Intervention / Treatment

  • Lidocaine (DRUG)
    This model would use a combination of intravenous (Dexmedetomidine, Ketamine, Lidocaine) and Spinal (Morphine) drugs.
  • Unrestricted Fentanyl (DRUG)
    No changes to current practices, using unlimited narcotic medications intraoperatively.
  • Ketamine (DRUG)
    This model would use a combination of intravenous (Dexmedetomidine, Ketamine, Lidocaine) and Spinal (Morphine) drugs.
  • Precedex (DRUG)
    This model would use a combination of intravenous (Dexmedetomidine, Ketamine, Lidocaine) and Spinal (Morphine) drugs.
  • Duramorph (DRUG)
    This model would use a combination of intravenous (Dexmedetomidine, Ketamine, Lidocaine) and Spinal (Morphine) drugs.

Condition or Disease

  • Heart Diseases

Phase

  • Phase 4
  • Study Design

    Study type: INTERVENTIONAL
    Status: Terminated
    Study results: No Results Available
    Age: 18 Years and older   (Adult, Older Adult)
    Enrollment: 3 (ACTUAL)
    Funded by: Other
    Allocation: Randomized
    Primary Purpose: Treatment

    Masking

    TRIPLE:
    • Participant
    • Care Provider
    • Outcomes Assessor

    Clinical Trial Dates

    Start date: Jul 11, 2016 ACTUAL
    Primary Completion: Feb 01, 2017 ACTUAL
    Completion Date: Feb 01, 2017 ACTUAL
    Study First Posted: Apr 12, 2016 ESTIMATED
    Results First Posted: Feb 19, 2018 ACTUAL
    Last Updated: Jul 09, 2018

    Sponsors / Collaborators

    Lead sponsor is responsible party
    Responsible Party: N/A

    Cardiac surgery is associated with significant acute pain and a proportion of these patients will develop chronic pain.

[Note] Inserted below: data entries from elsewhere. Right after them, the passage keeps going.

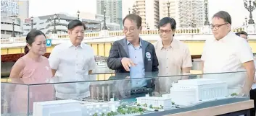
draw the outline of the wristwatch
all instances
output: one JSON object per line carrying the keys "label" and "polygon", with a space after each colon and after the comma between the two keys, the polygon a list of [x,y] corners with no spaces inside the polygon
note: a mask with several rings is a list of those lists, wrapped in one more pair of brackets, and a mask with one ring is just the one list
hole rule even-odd
{"label": "wristwatch", "polygon": [[247,94],[241,94],[241,97],[247,97]]}

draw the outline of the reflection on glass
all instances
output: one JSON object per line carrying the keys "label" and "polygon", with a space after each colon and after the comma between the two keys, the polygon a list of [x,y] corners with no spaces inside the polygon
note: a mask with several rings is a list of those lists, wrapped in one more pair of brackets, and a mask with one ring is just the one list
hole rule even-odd
{"label": "reflection on glass", "polygon": [[[72,104],[74,107],[68,112],[81,109],[79,112],[83,115],[88,115],[88,113],[91,115],[136,115],[152,112],[164,115],[248,100],[248,97],[236,96],[243,86],[245,74],[246,72],[231,72],[158,76],[156,73],[146,72],[145,77],[139,79],[131,79],[129,73],[109,73],[104,74],[107,76],[104,78],[99,77],[103,74],[61,81],[53,78],[44,84],[25,84],[18,79],[12,82],[2,81],[1,114],[38,113],[36,110],[33,110],[33,103],[36,103],[42,108],[38,109],[44,112],[51,112],[46,110],[49,106],[54,108],[62,104],[62,107],[69,107]],[[147,85],[141,88],[131,87],[131,81],[141,79],[145,80]],[[19,86],[19,89],[12,89],[12,86]],[[54,86],[55,91],[47,89],[46,86]],[[42,88],[49,91],[44,92]],[[15,94],[18,94],[20,97],[17,98]],[[59,94],[65,97],[57,99]],[[47,96],[55,99],[46,99]],[[48,105],[45,105],[46,103]],[[19,112],[13,110],[14,104],[20,108]],[[181,107],[182,109],[178,112],[174,110]],[[65,108],[56,108],[59,113],[67,111],[64,111]]]}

    Opioids are the main stay of analgesia in cardiac surgery because of the safer hemodynamic profile and sedation. However high dose narcotic use is associated with a variety of unwanted side effects prolonging postoperative recovery. There is growing evidence for the effectiveness of multimodal approach utilizing opiate sparing techniques for enhancing patient recovery following surgery. Early extubation has been associated with improved patient outcome and cost effectiveness in cardiac surgery. The investigators objective is to assess the effectiveness of an opioid sparing multimodal approach for enhancing the recovery in Cardiac Surgical patients. This model would use a combination of intravenous (Dexmedetomidine, Ketamine, Lidocaine) and Spinal (Morphine) drugs. All of the above anesthetic drugs have opioid sparing effect in surgical Patients.

    Dexmedetomidine use has been associated with decreased cardiac arrhythmias and improved neurological outcome in cardiac surgical patients. Ketamine has been linked with attenuation of postoperative cognitive dysfunction after cardiac surgery. Both intravenous lidocaine and spinal morphine have been shown to reduce opioid consumption in the perioperative period.

    Participant Groups

    • Will receive injection of sterile saline (2cc) in lower back area (to minimize participant bias) and unrestricted amount of intraoperative opioids (fentanyl) at the discretion of the Anesthesiologist. Both groups will receive General Anesthesia with volatile agents and single dose of iv Tylenol intraoperatively. Both groups of patients will be transported to Intensive Care Unit (ICU) on Dexmedetomidine (dose range 0.25 - 0.7 mcg/kg/hr). Dose titration is based on sedation level and hemodynamic goals set by Cardiac Anesthesiologist.

    • Will receive pre-operative spinal duramorph (4mcg/kg up to max dose of 300mcg), intra-operative intravenous (iv) infusion of Ketamine (0.4 mg/kg/hr), Lidocaine (20 mcg/kg/min) and Dexmedetomidine (0.25 mcg/kg/hr) started after induction of General Anesthesia and maintained through the Cardiopulmonary Bypass (CPB) towards the end of surgery. At this point all infusions will be turned off except Dexmedetomidine. The total intraoperative fentanyl dose will be limited to \<250mcg (or 3mcg/kg) and total midazolam to ≤ 2mg in the study group.

    Eligibility Criteria

    Sex: All
    Minimum Age: 18
    Age Groups: Adult / Older Adult
    Healthy Volunteers: Yes

    Inclusion Criteria:

    * Elective CABGs and/or Valve replacements, ≥ 18 years old

    Exclusion Criteria:

    * Re-do cardiac surgery, Acute endocarditis, Circulatory arrest, Emergent cases, Shock, Left Ventricular Assist Device, Transplantation, Transcatheter Aortic Valve Replacement, contraindications for Spinal including coagulopathy and Clopidogrel \<7days, psychosis, known allergy to any of the study drugs, Preoperative liver dysfunction (AST/ALT \> 2 times normal) and Renal dysfunction (Cr \> 2 mg/dL), inability to administer spinal anesthetic, preoperative opioid use, patients who are unable to give their own consent, expected prolonged intubation postoperatively (\>12 hrs), prisoners, pregnancy

    Primary Outcomes
    • Pain scores recorded 24 hours post extubation by acute pain services nurses (who will be blinded)

    Secondary Outcomes
    • Opioid consumption measured in oral morphine equivalents

    • Patient Satisfaction with pain management in first 24 hours post extubation - as measured by acute pain service nurses (who will be blinded)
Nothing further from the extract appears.